Load data from external sources:

html
<!-- Load from URL -->
<graphty-element
  data-source="url"
  data-source-config='{"url": "https://example.com/graph.json"}'>
</graphty-element>
javascript
element.dataSource = 'url';
element.dataSourceConfig = { url: 'https://example.com/graph.json' };

See Data Sources for available data source types.

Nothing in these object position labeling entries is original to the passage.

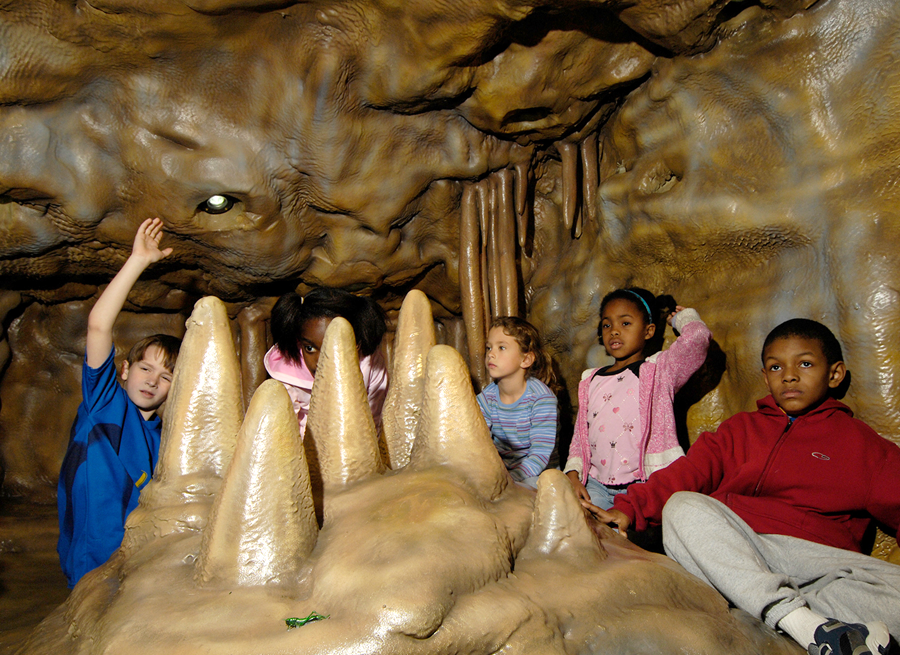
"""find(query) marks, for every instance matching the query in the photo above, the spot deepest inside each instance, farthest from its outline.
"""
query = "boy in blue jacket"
(115, 438)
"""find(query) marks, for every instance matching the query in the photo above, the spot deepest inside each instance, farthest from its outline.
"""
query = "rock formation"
(442, 555)
(501, 158)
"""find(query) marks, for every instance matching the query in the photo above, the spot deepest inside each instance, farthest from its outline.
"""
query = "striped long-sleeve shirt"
(524, 432)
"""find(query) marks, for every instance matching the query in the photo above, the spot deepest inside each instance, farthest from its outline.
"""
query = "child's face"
(503, 356)
(797, 374)
(311, 337)
(623, 331)
(147, 382)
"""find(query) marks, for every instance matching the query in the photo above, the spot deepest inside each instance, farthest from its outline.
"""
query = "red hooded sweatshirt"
(822, 478)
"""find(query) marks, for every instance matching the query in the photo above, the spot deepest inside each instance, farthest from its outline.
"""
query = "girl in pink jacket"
(625, 428)
(298, 327)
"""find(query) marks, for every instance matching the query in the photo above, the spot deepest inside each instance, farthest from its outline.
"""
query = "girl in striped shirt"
(519, 406)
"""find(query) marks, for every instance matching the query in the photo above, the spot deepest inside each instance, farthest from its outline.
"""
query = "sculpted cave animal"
(442, 554)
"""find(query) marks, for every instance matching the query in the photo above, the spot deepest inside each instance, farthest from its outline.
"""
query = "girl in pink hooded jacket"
(625, 428)
(298, 327)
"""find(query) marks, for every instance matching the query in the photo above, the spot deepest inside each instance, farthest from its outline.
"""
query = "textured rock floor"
(31, 582)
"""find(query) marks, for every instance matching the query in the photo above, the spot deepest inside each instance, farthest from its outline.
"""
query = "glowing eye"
(217, 204)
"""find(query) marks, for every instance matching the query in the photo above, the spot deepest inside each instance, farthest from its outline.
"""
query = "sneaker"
(838, 638)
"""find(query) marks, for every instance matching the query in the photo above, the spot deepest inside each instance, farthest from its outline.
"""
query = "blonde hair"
(529, 340)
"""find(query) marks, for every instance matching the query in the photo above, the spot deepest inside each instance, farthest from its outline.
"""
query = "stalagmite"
(262, 524)
(452, 431)
(568, 153)
(205, 406)
(414, 338)
(506, 243)
(203, 413)
(470, 283)
(558, 527)
(341, 442)
(590, 169)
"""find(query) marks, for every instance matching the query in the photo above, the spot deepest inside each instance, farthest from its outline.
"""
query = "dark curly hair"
(807, 329)
(292, 311)
(529, 340)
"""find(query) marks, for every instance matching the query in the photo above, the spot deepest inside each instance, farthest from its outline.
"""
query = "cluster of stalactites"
(495, 221)
(263, 522)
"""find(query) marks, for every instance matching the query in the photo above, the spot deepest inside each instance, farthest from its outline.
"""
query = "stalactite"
(471, 280)
(506, 242)
(498, 298)
(522, 204)
(590, 180)
(568, 153)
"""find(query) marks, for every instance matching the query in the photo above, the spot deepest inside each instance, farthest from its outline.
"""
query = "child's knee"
(681, 507)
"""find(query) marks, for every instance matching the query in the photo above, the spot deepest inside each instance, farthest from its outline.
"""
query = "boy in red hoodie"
(771, 509)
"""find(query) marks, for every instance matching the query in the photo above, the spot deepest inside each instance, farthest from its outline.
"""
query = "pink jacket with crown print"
(661, 376)
(298, 381)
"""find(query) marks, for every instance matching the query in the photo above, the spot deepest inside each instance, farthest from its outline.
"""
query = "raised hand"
(146, 241)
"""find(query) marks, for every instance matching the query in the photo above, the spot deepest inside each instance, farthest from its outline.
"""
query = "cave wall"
(500, 157)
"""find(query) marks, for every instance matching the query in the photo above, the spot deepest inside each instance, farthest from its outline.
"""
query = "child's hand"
(671, 318)
(580, 491)
(146, 242)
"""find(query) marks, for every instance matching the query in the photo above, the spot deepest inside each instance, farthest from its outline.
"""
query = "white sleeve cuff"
(574, 464)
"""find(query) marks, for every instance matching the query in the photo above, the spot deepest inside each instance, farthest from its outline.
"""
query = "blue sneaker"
(838, 638)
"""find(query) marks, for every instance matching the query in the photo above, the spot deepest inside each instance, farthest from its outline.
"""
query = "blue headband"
(643, 302)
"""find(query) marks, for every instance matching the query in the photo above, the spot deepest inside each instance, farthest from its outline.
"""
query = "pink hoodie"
(298, 381)
(661, 376)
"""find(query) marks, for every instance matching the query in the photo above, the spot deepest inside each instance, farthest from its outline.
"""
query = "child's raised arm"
(144, 252)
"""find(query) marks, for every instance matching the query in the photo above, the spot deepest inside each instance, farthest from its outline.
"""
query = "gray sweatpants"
(770, 575)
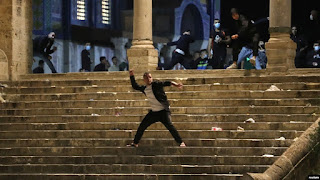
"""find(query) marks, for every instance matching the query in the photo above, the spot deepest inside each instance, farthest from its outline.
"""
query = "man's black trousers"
(152, 117)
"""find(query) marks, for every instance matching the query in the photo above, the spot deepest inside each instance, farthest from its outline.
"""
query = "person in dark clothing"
(195, 60)
(202, 61)
(85, 58)
(181, 51)
(159, 106)
(302, 46)
(249, 40)
(42, 49)
(235, 30)
(217, 46)
(313, 57)
(103, 66)
(39, 69)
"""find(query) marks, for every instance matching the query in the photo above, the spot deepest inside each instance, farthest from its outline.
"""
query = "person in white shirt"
(159, 106)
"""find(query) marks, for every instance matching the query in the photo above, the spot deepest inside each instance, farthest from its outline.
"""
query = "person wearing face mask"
(42, 49)
(313, 57)
(249, 40)
(85, 58)
(301, 46)
(217, 46)
(203, 60)
(181, 52)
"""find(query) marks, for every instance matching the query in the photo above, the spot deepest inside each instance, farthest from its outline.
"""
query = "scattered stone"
(239, 128)
(268, 155)
(250, 120)
(2, 100)
(273, 88)
(280, 138)
(216, 129)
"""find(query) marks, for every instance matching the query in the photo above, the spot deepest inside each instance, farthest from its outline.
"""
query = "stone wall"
(68, 56)
(15, 37)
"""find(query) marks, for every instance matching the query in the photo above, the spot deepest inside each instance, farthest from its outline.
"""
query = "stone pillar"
(15, 37)
(119, 48)
(280, 49)
(142, 55)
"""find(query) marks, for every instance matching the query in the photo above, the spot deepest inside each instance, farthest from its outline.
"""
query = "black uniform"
(163, 116)
(42, 48)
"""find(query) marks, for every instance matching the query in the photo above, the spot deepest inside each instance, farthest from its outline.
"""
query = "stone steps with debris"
(121, 176)
(116, 142)
(236, 118)
(202, 134)
(173, 103)
(176, 110)
(293, 125)
(171, 95)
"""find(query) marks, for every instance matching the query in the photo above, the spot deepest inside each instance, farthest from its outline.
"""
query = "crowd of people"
(248, 49)
(247, 44)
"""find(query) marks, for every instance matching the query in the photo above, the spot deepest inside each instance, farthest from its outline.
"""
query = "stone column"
(142, 55)
(16, 38)
(119, 48)
(281, 50)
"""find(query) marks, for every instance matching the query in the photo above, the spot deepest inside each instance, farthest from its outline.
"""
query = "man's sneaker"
(233, 66)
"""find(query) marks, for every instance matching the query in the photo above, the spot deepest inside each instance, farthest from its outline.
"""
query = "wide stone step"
(96, 142)
(204, 134)
(176, 110)
(175, 118)
(186, 80)
(126, 88)
(132, 168)
(140, 159)
(171, 95)
(157, 126)
(139, 176)
(143, 151)
(173, 103)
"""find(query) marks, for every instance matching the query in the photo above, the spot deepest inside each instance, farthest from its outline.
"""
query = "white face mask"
(311, 17)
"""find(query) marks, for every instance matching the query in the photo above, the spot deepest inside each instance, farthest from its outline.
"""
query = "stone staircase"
(76, 126)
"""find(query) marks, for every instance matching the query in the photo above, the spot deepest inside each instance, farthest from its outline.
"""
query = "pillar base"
(142, 59)
(281, 51)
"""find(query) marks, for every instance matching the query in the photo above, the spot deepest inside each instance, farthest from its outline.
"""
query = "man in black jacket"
(159, 106)
(42, 49)
(103, 66)
(181, 51)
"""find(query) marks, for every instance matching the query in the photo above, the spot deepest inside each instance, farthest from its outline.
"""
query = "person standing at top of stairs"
(159, 106)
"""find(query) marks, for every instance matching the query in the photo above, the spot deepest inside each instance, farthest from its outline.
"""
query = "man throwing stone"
(159, 106)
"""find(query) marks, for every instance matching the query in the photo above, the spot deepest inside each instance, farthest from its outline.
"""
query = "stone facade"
(15, 39)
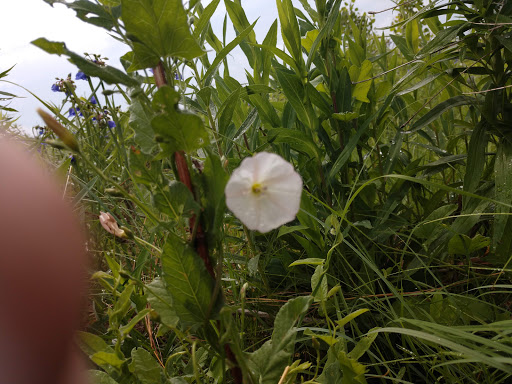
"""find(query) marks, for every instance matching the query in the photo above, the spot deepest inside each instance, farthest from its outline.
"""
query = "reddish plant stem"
(200, 243)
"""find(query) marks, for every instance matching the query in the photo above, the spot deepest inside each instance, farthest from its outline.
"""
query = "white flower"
(264, 192)
(109, 223)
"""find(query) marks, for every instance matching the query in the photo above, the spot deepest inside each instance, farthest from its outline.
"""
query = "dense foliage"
(396, 268)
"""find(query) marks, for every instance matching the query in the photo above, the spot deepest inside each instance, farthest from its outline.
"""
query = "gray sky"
(22, 21)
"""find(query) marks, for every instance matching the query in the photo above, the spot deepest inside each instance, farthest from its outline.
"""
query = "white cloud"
(23, 21)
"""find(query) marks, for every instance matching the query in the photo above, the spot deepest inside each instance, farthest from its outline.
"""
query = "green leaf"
(464, 245)
(179, 131)
(189, 283)
(210, 73)
(90, 343)
(161, 301)
(215, 179)
(227, 109)
(349, 148)
(100, 377)
(268, 363)
(307, 42)
(351, 316)
(297, 140)
(121, 307)
(503, 192)
(438, 110)
(284, 230)
(345, 116)
(294, 91)
(126, 329)
(140, 121)
(175, 200)
(158, 29)
(106, 358)
(107, 73)
(308, 261)
(204, 21)
(319, 284)
(361, 90)
(325, 31)
(144, 170)
(362, 346)
(145, 367)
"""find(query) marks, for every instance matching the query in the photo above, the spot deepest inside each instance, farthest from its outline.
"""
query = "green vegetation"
(398, 265)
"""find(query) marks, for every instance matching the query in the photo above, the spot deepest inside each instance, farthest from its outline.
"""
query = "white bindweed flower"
(264, 192)
(110, 224)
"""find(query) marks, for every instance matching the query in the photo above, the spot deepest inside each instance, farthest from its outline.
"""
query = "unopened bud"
(67, 138)
(315, 342)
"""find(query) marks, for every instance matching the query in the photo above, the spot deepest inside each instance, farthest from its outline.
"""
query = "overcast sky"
(22, 21)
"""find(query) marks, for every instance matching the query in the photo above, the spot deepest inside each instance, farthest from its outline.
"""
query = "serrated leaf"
(189, 283)
(126, 329)
(106, 358)
(268, 363)
(99, 377)
(140, 121)
(161, 301)
(158, 29)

Direct Methods on the Web Component

Many methods from the Graph class are available directly on the <graphty-element> for convenience. This eliminates the need to access .graph for common operations.

Data Methods

javascript
const element = document.querySelector('graphty-element');

// Bulk data loading
element.setData({
  nodes: [{ id: 'a' }, { id: 'b' }],
  edges: [{ source: 'a', target: 'b' }]
});

// Add nodes/edges
await element.addNode({ id: 'c', label: 'Node C' });
await element.addEdge({ source: 'b', target: 'c' });

// Get data
const node = element.getNode('a');
const allNodes = element.getNodes();
const nodeCount = element.getNodeCount();

Selection and Layout

javascript
// Selection
element.selectNode('node1');
element.deselectNode();
const selected = element.getSelectedNode();

// Layout control
element.setLayout('circular');
await element.waitForSettled();

Camera Control

javascript
// Fit view
element.zoomToFit();

// Camera state
const state = element.getCameraState();
element.setCameraPosition({ x: 0, y: 0, z: 100 });
element.setCameraTarget({ x: 0, y: 0, z: 0 });

// Camera mode
await element.setCameraMode('arc-rotate', { target: { x: 0, y: 0, z: 0 } });
const controller = element.getCameraController();

Manager Access

javascript
// Access internal managers
const dataManager = element.getDataManager();
const layoutManager = element.getLayoutManager();
const styleManager = element.getStyleManager();
const selectionManager = element.getSelectionManager();
const eventManager = element.getEventManager();
const statsManager = element.getStatsManager();

AI Control

javascript
// Enable AI commands
await element.enableAiControl({
  provider: 'anthropic',
  apiKey: 'your-api-key'
});

// Execute commands
const result = await element.aiCommand('Find the central node');

// Status tracking
element.onAiStatusChange((status) => {
  console.log('AI:', status.stage);
});

// Voice input
element.startVoiceInput();
if (element.isVoiceActive()) {
  console.log('Listening...');
}
element.stopVoiceInput();

// Cleanup
element.disableAiControl();

Screenshot and Capture

javascript
// Take screenshot
const result = await element.takeScreenshot({
  width: 1920,
  height: 1080
});

// Check capabilities
const capability = await element.checkScreenshotCapability();

Algorithms

javascript
// Run algorithm
await element.runAlgorithm('graphty', 'degree');

// Apply styling from results
element.applySuggestedStyles('graphty:degree');

Need More Control?

While many methods are now available directly on the Web Component, some advanced operations still require accessing the underlying Graph instance:

  • Custom layout engine implementations
  • Direct Babylon.js scene access (element.graph.getScene())
  • Mesh cache access (element.graph.getMeshCache())
  • Advanced XR session management

See the JavaScript API Guide for the complete Graph class reference.